Во время такой качки каюта имела совершенно нелепый вид. По очереди то на одной, то на другой переборке висящие на вешалках полотенца и платье становились перпендикулярно к ее поверхности. Штаны, растопырившиеся досередины каюты, медленно возвращались к стенке; на смену им с другой стороны тянулось в середину пальто.

Так шло изо дня в день и мы отсчитывали мили, пройденные на пути к Архангельску, как вдруг однажды за ужином, когда мы были примерно на долготе Колгуева, радист появился в кают-компании и подал капитану бланк радиограммы.
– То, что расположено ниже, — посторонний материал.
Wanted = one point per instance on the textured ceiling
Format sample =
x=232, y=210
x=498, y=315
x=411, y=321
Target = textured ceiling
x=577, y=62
Повидимому, это не было обычное сообщение судам о предстоящей погоде и ледовых условиях, у радиста был слишком таинственный вид. Капитан, медленно разбираясь в телеграмме, тоже насупился.

Оказывается, Убеко предписывало во что бы то ни стало зайти на Канинскую землю, к устью реки Москвиной, и снять рабочую партию, ставящую там мигалку. Ради этого нужно было сходить с курса и потерять несколько дней. Никому это не улыбалось. Нехотя Александр Андреевич напялил фуражку и пошел на мостик отдавать распоряжение об изменении курса стоявшему на вахте Пустошному.

От огорчения в этот вечер капитан играл в «козла» еще хуже, чем обычно.